A questão das cracolândias diz respeito ao campo da saúde pública. Precisamos acolher e iniciar um tratamento especializado, pois são doentes que estão se matando sob o véu de uma alienação grupal.

E se fosse o seu filho ou sua filha que estivesse perdido no mundo das drogas, vivendo nos escombros de uma cracolândia, qual seria a sua posição? Você seria contra ou a favor de uma internação hospitalar, à força? Nesse caso, a coisa seria diferente?

De fato, essa não é uma questão simples de se resolver. Se é que algum dia ela venha a ser resolvida, pois parece que alguns indivíduos necessitam da droga para se destruírem em suas depressões. A sociedade, como um todo, deveria participar, praticar um pouco mais de cidadania, dizer o que acha de uma situação tão difícil quanto delicada como essa.
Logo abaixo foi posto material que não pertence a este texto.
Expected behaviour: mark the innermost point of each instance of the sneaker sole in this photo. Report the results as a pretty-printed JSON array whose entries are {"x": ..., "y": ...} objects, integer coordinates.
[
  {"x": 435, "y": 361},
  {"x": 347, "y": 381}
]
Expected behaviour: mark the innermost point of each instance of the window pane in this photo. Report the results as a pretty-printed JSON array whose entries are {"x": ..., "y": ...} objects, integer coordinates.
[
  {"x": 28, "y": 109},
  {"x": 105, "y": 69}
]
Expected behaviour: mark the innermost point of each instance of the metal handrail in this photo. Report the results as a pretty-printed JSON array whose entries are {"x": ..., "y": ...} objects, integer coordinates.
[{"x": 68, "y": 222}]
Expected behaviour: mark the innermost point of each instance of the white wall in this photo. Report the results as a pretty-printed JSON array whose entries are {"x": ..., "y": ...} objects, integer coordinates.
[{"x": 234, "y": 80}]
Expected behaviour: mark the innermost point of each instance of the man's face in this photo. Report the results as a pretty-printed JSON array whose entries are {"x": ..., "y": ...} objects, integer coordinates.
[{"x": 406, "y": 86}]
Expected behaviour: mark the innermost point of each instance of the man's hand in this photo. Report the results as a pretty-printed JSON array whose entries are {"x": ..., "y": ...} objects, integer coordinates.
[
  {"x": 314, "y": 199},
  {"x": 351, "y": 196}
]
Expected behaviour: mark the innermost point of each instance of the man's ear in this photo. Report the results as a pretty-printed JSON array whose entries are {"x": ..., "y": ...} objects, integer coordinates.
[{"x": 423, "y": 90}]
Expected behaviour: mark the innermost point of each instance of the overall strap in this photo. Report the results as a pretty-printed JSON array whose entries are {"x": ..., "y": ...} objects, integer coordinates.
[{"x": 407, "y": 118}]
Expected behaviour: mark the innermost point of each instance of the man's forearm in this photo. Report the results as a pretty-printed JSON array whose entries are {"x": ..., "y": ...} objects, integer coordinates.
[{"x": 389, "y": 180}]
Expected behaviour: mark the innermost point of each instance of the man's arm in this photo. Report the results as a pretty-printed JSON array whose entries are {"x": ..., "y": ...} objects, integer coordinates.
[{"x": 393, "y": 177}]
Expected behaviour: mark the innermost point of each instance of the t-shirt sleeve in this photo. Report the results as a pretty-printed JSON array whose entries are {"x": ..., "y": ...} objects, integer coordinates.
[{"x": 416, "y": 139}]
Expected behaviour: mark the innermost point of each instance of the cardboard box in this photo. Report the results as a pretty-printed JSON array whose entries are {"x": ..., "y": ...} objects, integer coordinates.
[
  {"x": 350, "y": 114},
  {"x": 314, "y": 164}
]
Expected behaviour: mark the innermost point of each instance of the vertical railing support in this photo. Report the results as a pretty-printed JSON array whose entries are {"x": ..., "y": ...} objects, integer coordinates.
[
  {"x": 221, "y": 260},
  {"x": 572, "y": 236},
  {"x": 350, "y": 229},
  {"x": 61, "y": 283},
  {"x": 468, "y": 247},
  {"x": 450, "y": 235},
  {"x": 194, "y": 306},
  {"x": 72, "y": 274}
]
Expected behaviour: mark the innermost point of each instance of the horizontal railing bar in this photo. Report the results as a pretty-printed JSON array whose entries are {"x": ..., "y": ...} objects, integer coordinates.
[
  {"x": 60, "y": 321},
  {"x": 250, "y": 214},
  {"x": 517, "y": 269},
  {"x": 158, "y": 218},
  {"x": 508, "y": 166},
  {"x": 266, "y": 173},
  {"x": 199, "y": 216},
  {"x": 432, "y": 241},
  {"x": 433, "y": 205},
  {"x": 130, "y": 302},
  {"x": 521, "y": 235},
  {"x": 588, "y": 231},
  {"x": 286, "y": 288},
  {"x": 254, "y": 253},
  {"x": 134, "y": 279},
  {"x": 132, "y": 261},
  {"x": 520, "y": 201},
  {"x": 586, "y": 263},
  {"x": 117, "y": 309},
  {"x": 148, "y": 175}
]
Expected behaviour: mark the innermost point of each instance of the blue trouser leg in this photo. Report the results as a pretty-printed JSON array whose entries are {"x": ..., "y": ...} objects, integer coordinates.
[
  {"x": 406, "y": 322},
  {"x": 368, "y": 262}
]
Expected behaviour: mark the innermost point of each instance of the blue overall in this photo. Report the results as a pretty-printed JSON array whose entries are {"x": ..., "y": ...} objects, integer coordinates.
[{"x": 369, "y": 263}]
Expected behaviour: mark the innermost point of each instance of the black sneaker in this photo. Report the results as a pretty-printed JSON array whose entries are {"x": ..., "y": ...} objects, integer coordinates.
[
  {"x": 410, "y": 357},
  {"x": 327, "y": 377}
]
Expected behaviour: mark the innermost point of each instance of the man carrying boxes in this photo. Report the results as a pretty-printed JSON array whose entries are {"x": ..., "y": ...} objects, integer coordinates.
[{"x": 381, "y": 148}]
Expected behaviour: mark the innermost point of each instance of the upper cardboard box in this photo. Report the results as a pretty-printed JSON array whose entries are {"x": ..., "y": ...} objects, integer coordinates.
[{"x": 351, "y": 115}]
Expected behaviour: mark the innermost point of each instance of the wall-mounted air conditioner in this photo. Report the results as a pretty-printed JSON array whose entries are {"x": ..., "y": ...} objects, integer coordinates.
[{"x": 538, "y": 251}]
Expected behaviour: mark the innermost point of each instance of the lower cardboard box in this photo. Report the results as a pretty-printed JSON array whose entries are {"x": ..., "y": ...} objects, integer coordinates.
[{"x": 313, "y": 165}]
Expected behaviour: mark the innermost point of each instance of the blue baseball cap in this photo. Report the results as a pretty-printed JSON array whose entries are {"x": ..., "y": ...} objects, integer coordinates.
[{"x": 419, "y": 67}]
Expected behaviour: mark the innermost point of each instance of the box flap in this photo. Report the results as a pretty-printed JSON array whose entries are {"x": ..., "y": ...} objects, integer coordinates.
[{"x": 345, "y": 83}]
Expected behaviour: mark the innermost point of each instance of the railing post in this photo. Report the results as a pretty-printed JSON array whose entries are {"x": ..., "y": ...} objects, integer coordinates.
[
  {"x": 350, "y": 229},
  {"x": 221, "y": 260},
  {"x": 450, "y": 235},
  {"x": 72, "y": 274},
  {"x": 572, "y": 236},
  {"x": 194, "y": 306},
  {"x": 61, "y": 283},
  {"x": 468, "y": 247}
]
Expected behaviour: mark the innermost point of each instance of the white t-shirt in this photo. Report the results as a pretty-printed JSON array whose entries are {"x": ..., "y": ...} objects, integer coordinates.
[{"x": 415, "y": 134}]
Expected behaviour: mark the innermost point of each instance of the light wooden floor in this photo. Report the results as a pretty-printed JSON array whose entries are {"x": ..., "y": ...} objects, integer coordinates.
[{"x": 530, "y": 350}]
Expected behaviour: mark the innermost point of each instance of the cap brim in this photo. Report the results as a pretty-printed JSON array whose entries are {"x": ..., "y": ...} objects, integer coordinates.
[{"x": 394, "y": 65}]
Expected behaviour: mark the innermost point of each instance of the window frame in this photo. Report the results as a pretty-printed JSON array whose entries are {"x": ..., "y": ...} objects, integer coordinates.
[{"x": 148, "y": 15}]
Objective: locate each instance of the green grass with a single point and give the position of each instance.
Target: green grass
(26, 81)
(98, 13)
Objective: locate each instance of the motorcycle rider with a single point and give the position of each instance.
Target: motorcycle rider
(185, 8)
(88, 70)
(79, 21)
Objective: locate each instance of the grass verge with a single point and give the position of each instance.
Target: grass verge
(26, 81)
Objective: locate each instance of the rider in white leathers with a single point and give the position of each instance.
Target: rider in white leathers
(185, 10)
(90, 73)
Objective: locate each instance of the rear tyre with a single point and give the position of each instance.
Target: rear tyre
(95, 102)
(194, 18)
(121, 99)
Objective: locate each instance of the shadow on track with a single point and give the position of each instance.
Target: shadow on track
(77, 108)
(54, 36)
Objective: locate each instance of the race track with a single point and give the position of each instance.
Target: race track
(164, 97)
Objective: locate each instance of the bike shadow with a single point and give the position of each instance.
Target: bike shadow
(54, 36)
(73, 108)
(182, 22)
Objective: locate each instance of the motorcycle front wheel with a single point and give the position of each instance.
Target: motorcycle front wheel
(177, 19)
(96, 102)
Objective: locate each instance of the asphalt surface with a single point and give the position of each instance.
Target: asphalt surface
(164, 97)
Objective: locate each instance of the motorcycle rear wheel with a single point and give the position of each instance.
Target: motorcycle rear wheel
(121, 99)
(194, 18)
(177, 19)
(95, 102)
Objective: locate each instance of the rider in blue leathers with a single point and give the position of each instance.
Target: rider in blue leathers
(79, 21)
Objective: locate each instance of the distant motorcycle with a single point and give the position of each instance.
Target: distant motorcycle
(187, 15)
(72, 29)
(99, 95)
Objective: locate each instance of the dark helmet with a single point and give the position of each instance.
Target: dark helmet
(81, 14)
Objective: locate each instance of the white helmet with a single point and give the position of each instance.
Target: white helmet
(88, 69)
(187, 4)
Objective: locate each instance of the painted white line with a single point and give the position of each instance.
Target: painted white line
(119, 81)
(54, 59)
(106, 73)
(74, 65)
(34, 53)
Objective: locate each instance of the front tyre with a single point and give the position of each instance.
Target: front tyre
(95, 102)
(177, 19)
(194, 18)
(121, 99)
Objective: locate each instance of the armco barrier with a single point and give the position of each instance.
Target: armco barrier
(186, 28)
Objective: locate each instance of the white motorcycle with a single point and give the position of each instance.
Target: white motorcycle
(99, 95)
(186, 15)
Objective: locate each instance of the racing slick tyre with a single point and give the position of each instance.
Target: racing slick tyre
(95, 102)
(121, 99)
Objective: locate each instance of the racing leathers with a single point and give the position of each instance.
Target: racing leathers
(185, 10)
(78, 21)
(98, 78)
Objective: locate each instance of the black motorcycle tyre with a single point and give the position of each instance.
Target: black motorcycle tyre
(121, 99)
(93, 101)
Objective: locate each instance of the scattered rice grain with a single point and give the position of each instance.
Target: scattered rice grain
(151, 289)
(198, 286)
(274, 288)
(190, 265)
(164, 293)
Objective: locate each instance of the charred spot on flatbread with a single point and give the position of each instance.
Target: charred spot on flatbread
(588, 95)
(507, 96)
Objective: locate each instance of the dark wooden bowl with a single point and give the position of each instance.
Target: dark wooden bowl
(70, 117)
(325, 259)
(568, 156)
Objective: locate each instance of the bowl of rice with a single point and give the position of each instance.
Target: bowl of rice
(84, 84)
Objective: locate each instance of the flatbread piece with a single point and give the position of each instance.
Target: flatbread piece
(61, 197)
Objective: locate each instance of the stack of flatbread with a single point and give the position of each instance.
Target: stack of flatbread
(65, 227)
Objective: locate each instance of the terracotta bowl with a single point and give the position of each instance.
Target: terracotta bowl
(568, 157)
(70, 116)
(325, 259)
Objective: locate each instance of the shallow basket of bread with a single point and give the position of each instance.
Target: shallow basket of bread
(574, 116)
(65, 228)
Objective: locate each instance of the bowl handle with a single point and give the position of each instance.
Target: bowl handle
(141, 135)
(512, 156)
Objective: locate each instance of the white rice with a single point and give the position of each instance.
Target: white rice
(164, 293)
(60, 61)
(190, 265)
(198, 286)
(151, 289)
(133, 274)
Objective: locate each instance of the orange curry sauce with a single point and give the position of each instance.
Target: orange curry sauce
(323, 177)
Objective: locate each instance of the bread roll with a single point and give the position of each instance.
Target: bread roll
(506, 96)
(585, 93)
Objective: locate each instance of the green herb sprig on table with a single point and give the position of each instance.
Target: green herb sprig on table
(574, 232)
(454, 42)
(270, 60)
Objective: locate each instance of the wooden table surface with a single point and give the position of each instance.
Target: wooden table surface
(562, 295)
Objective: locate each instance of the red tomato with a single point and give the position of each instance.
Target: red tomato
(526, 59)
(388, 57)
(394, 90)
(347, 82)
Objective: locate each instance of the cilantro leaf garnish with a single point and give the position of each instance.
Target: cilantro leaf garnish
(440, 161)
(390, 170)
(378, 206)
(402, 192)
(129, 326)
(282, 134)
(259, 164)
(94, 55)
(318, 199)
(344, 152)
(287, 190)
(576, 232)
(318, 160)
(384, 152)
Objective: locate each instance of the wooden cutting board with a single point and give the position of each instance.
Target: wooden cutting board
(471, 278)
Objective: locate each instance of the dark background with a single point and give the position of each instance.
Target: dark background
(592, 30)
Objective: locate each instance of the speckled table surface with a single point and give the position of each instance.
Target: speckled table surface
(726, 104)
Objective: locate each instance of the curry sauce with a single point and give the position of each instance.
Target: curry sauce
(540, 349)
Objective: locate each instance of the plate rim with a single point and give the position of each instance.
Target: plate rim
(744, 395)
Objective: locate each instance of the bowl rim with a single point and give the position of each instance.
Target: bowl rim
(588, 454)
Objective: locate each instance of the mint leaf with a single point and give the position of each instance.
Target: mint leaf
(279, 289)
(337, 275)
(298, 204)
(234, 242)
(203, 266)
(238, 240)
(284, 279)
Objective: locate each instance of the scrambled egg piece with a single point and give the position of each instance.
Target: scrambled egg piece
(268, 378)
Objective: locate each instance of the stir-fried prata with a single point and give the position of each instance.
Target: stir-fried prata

Isso porque todos estamos no mesmo barco, fazemos parte dessa tragédia.

O problema requer uma medida drástica dos governantes – diga-se, corajosa, saudável num certo sentido –, que resolva olhar de frente para essa questão limite, levando a sério uma iniciativa de se criar uma política pública mais agressiva, contundente, radical, em relação aos excessos do uso abusivo de drogas, mais especificamente do crack. Veja, em se tratando de doenças da cabeça, não existe uma medida justa, correta, sem dor. As intervenções propostas neste plano inicial de combate aos excessos da pulsão de morte geram consequências. A possibilidade de se acertar carrega, conjuntamente, uma certa margem de erros.